Bob Wiseman is a Canadian singer-songwriter and filmmaker. Raised in Winnipeg, Manitoba, his music blends folk, rock, jazz and very often contains explicitly political themes.
He was a member of Blue Rodeo from that band’s inception, departing the band after their 1992 album, Lost Together. He was also a member of The Hidden Cameras and Slutarded.
His first solo album was Bob Wiseman Sings Wrench Tuttle: In Her Dream in 1989. “Wrench Tuttle”, the credited songwriter, was in fact simply a pseudonym for Wiseman himself. This record yielded the video “We Got Time”, which was a minor hit on Much Music.

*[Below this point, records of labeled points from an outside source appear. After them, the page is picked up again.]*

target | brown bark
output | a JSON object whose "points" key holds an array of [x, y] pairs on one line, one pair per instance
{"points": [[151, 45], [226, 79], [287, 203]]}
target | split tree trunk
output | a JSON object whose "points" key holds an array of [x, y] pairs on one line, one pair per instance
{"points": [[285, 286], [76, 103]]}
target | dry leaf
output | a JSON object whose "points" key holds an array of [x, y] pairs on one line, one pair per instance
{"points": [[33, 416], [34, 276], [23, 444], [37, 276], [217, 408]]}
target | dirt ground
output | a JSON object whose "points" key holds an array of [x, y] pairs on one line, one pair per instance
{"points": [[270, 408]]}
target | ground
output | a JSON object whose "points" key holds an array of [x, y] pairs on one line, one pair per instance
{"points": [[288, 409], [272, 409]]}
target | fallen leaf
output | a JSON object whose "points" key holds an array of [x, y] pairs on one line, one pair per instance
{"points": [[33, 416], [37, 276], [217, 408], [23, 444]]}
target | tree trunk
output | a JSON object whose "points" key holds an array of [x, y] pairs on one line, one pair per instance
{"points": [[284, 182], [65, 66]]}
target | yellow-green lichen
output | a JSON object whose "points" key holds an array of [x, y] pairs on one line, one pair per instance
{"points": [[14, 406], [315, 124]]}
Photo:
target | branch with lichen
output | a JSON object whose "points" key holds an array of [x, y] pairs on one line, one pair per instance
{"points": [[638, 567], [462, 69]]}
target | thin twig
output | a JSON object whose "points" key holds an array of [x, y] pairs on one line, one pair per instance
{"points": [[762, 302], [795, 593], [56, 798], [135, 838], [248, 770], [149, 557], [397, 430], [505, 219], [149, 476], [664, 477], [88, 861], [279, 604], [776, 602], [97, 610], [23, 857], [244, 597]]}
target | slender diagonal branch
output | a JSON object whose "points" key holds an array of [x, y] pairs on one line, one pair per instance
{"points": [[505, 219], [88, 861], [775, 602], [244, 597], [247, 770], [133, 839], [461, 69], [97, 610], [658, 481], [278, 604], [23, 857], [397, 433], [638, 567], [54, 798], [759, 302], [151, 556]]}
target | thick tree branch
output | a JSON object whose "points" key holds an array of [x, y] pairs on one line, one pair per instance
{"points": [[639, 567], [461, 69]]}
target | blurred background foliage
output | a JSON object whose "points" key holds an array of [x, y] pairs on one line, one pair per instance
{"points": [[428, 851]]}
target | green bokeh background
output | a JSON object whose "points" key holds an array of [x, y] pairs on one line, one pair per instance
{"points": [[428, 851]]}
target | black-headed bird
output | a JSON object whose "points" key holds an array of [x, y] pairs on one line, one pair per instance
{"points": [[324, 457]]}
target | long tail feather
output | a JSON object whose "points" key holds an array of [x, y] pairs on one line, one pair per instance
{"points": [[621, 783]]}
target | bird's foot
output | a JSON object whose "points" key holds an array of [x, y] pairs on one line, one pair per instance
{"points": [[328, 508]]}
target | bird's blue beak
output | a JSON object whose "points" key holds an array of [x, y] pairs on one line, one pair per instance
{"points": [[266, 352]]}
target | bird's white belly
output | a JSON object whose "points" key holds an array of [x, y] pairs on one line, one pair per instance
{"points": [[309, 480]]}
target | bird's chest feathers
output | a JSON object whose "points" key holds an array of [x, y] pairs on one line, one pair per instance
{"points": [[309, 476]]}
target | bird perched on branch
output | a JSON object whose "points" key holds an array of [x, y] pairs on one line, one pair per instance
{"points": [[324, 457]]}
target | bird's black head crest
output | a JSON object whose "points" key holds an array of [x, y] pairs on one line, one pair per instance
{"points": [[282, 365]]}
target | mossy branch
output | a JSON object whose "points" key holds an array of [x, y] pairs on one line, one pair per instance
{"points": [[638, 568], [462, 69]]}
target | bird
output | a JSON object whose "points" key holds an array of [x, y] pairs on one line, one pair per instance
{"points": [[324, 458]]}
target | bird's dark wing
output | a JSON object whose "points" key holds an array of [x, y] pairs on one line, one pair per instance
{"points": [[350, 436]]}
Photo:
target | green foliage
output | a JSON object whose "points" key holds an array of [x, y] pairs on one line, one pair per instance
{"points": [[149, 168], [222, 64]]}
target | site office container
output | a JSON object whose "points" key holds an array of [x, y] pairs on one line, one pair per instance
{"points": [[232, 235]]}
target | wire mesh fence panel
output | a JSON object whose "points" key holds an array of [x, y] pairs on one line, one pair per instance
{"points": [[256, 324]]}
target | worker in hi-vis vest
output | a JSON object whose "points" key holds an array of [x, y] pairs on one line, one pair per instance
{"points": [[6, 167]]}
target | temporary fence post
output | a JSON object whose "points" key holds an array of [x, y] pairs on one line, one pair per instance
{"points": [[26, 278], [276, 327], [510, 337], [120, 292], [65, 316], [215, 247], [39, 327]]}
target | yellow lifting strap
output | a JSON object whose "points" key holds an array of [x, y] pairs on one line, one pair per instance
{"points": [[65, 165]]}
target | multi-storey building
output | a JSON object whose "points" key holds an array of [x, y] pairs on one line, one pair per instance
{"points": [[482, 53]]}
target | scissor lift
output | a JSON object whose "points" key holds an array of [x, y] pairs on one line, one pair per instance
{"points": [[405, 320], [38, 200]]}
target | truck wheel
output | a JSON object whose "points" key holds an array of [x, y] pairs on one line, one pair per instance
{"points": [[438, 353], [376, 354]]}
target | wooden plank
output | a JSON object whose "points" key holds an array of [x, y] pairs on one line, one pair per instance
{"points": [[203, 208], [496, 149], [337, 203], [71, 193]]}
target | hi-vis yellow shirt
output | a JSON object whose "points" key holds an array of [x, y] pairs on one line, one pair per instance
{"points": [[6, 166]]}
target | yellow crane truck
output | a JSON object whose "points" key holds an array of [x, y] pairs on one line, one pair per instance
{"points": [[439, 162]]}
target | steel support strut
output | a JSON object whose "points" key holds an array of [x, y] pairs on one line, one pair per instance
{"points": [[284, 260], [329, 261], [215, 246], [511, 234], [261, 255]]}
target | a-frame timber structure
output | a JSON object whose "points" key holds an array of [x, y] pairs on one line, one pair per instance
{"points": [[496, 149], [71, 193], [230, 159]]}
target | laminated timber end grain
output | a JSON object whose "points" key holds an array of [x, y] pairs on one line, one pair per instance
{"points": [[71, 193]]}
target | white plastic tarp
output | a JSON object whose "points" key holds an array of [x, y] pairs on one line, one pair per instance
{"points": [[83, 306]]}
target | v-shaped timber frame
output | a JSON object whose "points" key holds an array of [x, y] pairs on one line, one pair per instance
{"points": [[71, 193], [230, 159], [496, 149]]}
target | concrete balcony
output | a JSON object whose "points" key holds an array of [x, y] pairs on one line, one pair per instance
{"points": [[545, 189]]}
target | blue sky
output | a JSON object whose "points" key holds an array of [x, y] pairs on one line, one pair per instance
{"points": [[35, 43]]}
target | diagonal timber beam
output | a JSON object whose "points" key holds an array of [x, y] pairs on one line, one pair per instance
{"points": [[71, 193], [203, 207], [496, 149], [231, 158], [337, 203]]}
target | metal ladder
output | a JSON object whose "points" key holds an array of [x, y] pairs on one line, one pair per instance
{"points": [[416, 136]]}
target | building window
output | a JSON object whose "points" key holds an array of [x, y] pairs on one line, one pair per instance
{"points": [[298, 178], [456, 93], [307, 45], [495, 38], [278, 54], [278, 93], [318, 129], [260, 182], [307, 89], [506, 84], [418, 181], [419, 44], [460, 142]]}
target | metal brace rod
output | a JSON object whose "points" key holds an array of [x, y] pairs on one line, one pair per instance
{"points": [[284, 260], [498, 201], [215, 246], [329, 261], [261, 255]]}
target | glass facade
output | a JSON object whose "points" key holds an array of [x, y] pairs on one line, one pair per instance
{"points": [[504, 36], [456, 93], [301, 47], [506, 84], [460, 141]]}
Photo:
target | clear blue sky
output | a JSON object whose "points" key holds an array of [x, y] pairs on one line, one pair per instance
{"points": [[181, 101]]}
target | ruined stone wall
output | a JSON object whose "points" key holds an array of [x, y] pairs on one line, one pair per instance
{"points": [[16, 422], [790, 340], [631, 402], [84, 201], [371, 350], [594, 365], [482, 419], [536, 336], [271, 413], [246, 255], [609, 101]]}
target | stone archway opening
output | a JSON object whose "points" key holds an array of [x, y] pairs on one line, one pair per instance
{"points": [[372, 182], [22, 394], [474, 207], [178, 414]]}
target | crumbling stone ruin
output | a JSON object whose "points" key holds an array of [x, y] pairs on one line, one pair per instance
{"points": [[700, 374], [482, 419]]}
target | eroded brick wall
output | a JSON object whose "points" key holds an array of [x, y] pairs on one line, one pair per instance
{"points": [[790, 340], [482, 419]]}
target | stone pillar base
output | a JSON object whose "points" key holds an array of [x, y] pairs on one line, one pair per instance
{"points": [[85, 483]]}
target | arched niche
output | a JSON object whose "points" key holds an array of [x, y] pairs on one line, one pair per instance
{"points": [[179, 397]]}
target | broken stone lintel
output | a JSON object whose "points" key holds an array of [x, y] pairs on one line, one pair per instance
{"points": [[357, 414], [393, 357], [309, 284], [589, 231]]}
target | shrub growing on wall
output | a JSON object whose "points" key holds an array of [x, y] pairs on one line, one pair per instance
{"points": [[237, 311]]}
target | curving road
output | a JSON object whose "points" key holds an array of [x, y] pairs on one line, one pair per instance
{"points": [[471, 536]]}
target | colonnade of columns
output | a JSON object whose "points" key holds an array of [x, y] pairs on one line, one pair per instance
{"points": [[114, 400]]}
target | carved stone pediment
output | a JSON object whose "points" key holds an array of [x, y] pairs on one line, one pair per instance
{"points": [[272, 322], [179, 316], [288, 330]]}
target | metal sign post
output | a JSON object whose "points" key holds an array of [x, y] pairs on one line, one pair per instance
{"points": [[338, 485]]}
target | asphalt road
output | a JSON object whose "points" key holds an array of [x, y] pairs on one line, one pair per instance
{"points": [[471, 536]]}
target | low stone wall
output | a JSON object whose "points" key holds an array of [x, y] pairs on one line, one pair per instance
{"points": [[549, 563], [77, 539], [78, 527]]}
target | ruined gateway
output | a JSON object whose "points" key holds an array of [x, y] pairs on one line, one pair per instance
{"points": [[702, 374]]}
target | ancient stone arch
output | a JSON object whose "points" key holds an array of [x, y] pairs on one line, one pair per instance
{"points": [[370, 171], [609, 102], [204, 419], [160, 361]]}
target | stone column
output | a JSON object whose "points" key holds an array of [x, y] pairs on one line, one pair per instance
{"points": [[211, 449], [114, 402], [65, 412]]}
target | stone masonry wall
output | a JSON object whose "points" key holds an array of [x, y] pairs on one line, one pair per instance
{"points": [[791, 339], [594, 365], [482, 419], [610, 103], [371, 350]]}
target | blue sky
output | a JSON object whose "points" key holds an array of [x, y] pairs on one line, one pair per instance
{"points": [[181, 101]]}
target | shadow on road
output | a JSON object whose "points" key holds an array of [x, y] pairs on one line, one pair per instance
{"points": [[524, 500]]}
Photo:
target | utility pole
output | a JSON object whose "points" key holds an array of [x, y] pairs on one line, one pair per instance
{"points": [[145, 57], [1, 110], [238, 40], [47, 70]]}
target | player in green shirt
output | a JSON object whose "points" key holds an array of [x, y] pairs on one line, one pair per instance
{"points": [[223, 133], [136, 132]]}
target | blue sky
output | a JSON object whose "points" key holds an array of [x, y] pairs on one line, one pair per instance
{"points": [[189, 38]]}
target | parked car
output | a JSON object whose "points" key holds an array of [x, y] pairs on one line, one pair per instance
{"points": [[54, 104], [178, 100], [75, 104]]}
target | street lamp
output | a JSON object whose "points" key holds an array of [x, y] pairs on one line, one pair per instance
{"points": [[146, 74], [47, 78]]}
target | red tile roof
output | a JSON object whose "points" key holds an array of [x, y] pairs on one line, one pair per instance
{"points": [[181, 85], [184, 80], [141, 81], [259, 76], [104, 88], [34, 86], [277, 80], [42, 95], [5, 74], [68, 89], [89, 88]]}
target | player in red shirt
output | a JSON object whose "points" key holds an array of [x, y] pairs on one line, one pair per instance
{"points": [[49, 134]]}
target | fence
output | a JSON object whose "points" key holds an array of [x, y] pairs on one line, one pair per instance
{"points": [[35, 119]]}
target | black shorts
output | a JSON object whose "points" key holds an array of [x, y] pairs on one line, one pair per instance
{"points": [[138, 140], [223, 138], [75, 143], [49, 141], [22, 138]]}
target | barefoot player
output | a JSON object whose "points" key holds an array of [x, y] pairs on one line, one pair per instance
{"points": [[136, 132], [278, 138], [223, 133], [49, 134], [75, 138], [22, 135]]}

He has collaborated theatrically with Scott Thompson on Scottastrophe, Anand Rajaram on Cowboys and Indians and Sean Dixon for the Barbara Gowdy story, “The White Bone”.
His best-known songs include “Have a Nice Day” (from 1993’s City of Wood), a harsh attack on controversial Canadian lawyer and Western Canada Concept founder Doug Christie, who often defends racist and neo-Nazi clients, and “What the Astronaught Noticed and Then Suggested” (from 1991’s Presented By Lake Michigan Soda), an existential zydeco ditty which was later used as the theme song to the CBC Television series, Material World.
Wiseman has also produced recordings for Ron Sexsmith, Bruce McCulloch, The Lollipop People, Katie Crown, Kyp Harness, Bourbon Tabernacle Choir, Eugene Chadbourne, Bob Snider, Edie Brickell, Andrew Cash, Sam Larkin, and The Lowest of the Low.
Since 2000 he has made Super 8 films and videos which he accompanies live on accordion, guitar or piano.
He is presently on the board of directors for the Blocks Recording Club label in Toronto.